Figure 2: Nodes and edges of non-tech workers (cyan) in the Mission
As one of the main spots of gentrification in the city, this cluster makes intuitive sense. There is a large influx of tech workers in that area, although there remains a strong Latino and minority presence in the neighborhood. In the fight to preserve the Latino character of the Mission, there seems to be a strong pocket that remains separate from the tech community. There seems to be very little assimilation between tech and non-tech workers in the area.
With this idea of assimilation in mind, I took the connectivity of the graph and calculated a weighted assimilation score between tech and non-tech groups. This value represents how much one community has behaviorally assimilated with the other. A high score means the 2 groups behave similarly, while a low score means there is a wide behavioral gap between groups. I applied the metric to 7 San Francisco neighborhoods and 3 top tech companies (Google, Apple & Facebook) to obtain the following scale of Figure 3.
Amongst the 3 major companies, Google employees had the highest assimilation score, followed by Apple and Facebook. The differences between these companies could have something to do with the personalities of people hired at each of the companies. It could have something to do with age, gender, ethnicity or a whole host of other factors.
Figure 3: Assimilation scores for various residents of San Francisco
For example, a younger and perhaps more specialized cohort of employees at Facebook may stick together with other people of similar backgrounds. This could lead to fewer inter-group interactions and more insular behavior.
As an older, larger company, workers at Google might come from a more diverse population. There is still some insular behavior, as seen in the bottom right of Figure 4. However, their employees are widely distributed across the network with a predominance of intergroup connections (yellow lines).
Figure 4: Nodes and edges of Google workers (red)
Amongst neighborhoods, the Mission and the Marina had the lowest assimilation scores, but for very different reasons. As mentioned before, there is a broad gap in the Mission between the minority groups (e.g. Latino, Black and immigrant communities) and the new wave of tech workers. In the predominantly white and wealthy Marina community, this gap is more likely a difference between finance workers (i.e. non-tech for this analysis) and tech workers.
This type of analysis absolutely requires greater fine-tuning and more complete data. I attempted to use a representative sample of devices in the Bay Area, but no doubt need to account for the bias of this sampling.
Most importantly, to actually address gentrification, I need to use historical data to make these comparisons between long-term residents and new residents. Using tech workers vs. non-tech workers as a proxy for old vs. new is limited since there are certainly additional, non-tech forces of gentrification as well.
Additionally, assimilation is just one measure of a community’s interactions.
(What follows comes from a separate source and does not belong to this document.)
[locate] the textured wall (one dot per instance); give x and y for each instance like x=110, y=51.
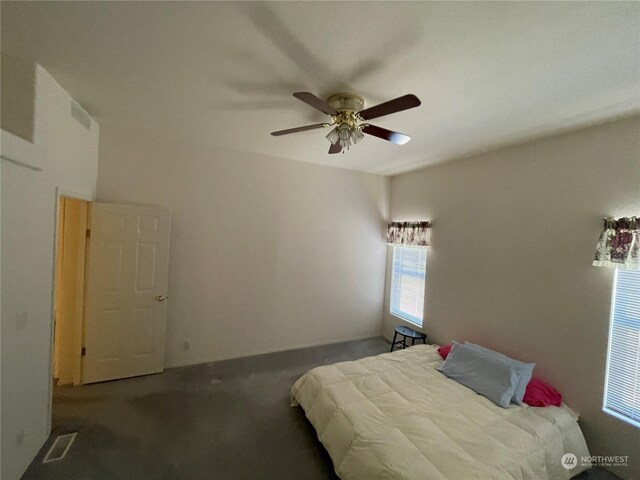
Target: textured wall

Assimilation leading to inappropriate appropriation of a culture or the erasure of a neighborhood’s culture is not desirable either. Appreciation, empathy and positive action are ultimately the necessary goals.
Moving forward, I believe a more rigorous and more comprehensive network analysis of workers in the Bay Area can help identify and address the needs of our communities. We can push specific companies and their employees to act in a more responsible and selfless manner. To help preserve and enrich the neighborhoods in San Francisco, we can implement actual solutions that mitigate the negative consequences of gentrification.